Tuesday, October 6, 2015

Bring it on

It's easy to have doubt. To feel like you're doing all this work for nothing. To feel powerless and just plain sad. But it's easier to feel hopeful. I just think of literally any given moment of our relationship and I think about how I felt. Every moment was so full of emotion and no matter if the emotions were negative or positive I felt whole. I felt right. You make me feel whole. That's why this is so hard. It's cause I feel like half of me is missing. 

Being even more separated from you would only make that worse. And here's the thing about me going to school with you next year. I'm so much stronger when I'm with you. I'm whole and I'm myself and I can do absolutely anything. I don't necessarily feel that way when we're apart though. Things are more difficult for me. It's harder to find the drive that I know I have in me. I know that I would flourish at SOU just by being nearer to you. Even if we have problems with our relationship. 

There are a lot of way that I've found to deal with all of this. The world I mean. Being with you is one. It's the one I want. It's the only one I want. It's the one I choose. And so I do need you. But there's no pressure there. I can't live the way that I'm currently living without you. I wouldn't be the same me. But some other Joey Carlson would make things work and hopefully find a way to be happy. But it wouldn't be the same happy. It wouldn't be the happiest I could be. Which is who I am with you. I like that. I like who I am with you way more than any other version of me. I've even talked to all the other versions of me and it's pretty unanimous that we all like the version of me best with I'm with you. And that version does need you. 

I wouldn't be going to SOU for you. I wouldn't be going there for us. I'd be going there for me. Going there would be me taking advantage of all that I have. There are hundreds of perfect schools out there. SOU is one of them for me. Not because you go there. Just because of the school itself, meaning the programs, the people, the campus, and the location. I did look into SOU further because of you but I went into my research with a clear head thinking only of the school itself and not of you and I was so surprised by how much I wanted what I found. It's not just what my heart is telling me to do. It's what my gut tells me to do. And it's what my mind tells me to do. It is the right choice, and I am certain of this. That doesn't mean that I won't still keep an open mind though and listen and watch. I always listen. I'll keep paying attention to everything around me and the people I hold dearest. Although I have to make the final decision, I am not the only one with say. And so I'll keep listening. And I won't make any decision until it is unanimous.
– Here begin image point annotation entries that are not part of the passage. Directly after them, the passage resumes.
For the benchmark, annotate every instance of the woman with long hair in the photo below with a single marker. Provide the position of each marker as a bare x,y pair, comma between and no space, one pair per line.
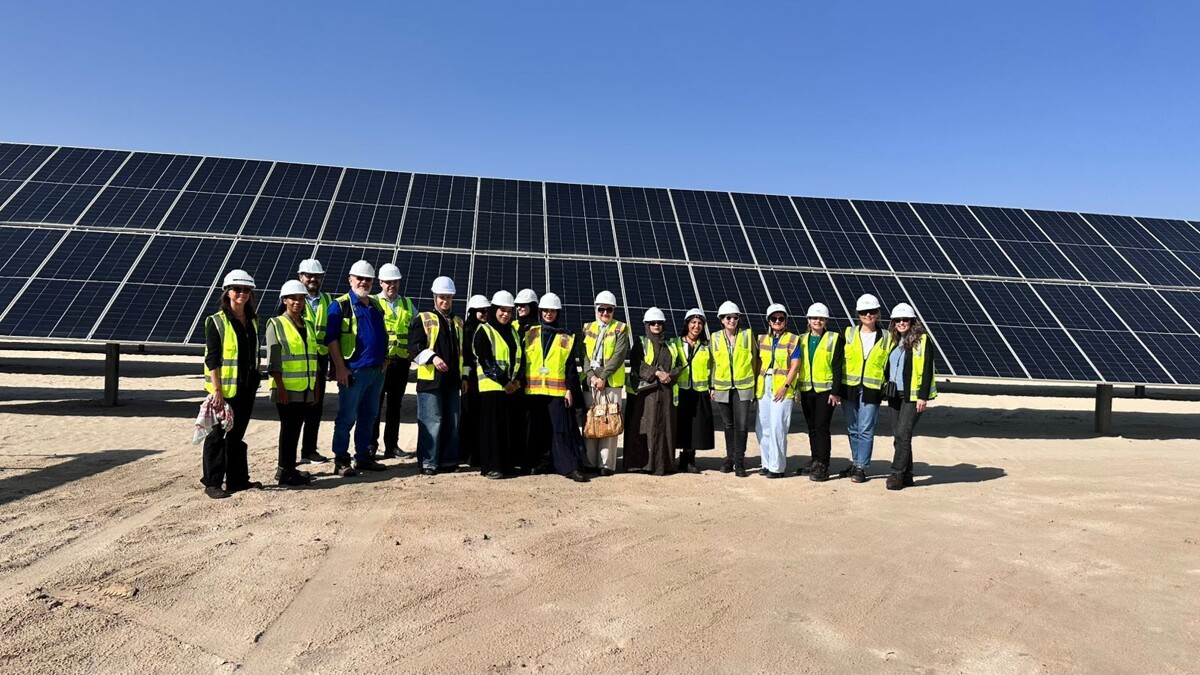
909,388
231,362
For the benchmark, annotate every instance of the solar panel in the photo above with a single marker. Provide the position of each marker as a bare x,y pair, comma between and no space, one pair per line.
131,246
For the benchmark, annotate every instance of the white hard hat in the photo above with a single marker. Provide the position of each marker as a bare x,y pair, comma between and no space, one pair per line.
867,302
311,266
363,269
239,278
443,286
547,302
389,273
605,298
503,299
727,308
293,287
653,314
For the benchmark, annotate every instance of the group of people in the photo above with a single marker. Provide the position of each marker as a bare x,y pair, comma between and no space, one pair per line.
504,389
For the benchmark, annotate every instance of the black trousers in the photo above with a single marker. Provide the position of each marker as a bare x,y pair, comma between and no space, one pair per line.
906,420
395,381
312,413
292,417
225,452
735,419
817,414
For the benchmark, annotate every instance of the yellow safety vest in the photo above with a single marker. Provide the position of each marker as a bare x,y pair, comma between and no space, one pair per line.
775,359
298,356
397,324
546,374
592,333
319,320
431,324
817,376
741,374
696,375
228,356
870,371
508,362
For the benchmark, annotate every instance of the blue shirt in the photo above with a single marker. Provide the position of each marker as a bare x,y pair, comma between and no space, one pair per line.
371,342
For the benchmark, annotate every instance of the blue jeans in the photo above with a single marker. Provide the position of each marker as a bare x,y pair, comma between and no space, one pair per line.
861,420
437,428
358,406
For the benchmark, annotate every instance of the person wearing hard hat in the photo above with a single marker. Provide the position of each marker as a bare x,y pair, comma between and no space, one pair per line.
397,315
316,311
605,347
654,365
231,362
909,388
292,364
694,416
775,389
468,436
499,356
437,340
735,368
822,362
358,345
552,392
867,357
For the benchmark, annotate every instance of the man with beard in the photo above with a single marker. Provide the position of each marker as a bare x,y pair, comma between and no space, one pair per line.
316,309
358,345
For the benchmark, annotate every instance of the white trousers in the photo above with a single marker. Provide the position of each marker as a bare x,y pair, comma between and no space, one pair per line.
603,452
771,429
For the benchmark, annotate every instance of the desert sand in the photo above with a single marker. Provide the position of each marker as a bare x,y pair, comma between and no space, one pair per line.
1027,545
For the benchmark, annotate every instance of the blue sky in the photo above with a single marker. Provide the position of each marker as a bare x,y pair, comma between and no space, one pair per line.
1057,105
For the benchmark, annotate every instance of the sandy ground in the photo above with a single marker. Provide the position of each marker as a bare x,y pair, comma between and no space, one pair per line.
1027,545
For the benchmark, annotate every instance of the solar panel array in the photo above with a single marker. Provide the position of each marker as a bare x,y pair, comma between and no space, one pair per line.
126,246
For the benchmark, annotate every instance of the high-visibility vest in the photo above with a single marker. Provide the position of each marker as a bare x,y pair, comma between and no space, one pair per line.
648,356
431,324
869,371
319,320
228,356
396,322
505,359
775,360
553,381
694,376
817,375
349,336
738,375
592,333
298,354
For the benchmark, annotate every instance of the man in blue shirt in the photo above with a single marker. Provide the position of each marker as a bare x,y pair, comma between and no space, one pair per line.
358,345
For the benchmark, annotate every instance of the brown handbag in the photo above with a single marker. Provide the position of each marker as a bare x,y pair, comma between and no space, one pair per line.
604,418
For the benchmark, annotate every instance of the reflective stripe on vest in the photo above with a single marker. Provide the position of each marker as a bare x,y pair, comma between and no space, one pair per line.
592,333
553,382
694,376
396,322
741,375
507,360
228,356
298,356
870,372
431,324
775,359
821,376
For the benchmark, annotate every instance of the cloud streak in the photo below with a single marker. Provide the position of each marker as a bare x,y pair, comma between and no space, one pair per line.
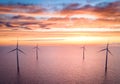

It's been 40 days since I last held you in my arms. 40 days have already gone by. I know that this distance is hard. This is so hard. But it's okay because time doesn't really exist anyways. So waiting for you is easy. And don't worry, I haven't forgotten to live while waiting. I love you with all of myself. Zoë you've shown me all of the parts of you that you don't love. And let me tell you that I have loved every part that I've seen. If you give me all of you I will accept it and I will love you and I will not let go. You will never be able to ask too much of me. Sometimes love will conquer all and sometimes love brings nothing but pain. And I say bring both and I will greet them with open arms. This is hard. This is so so incredibly hard. And It's exactly what I want. Because it's you. And it's me. It's us. And we can to anything together. So I say bring it on.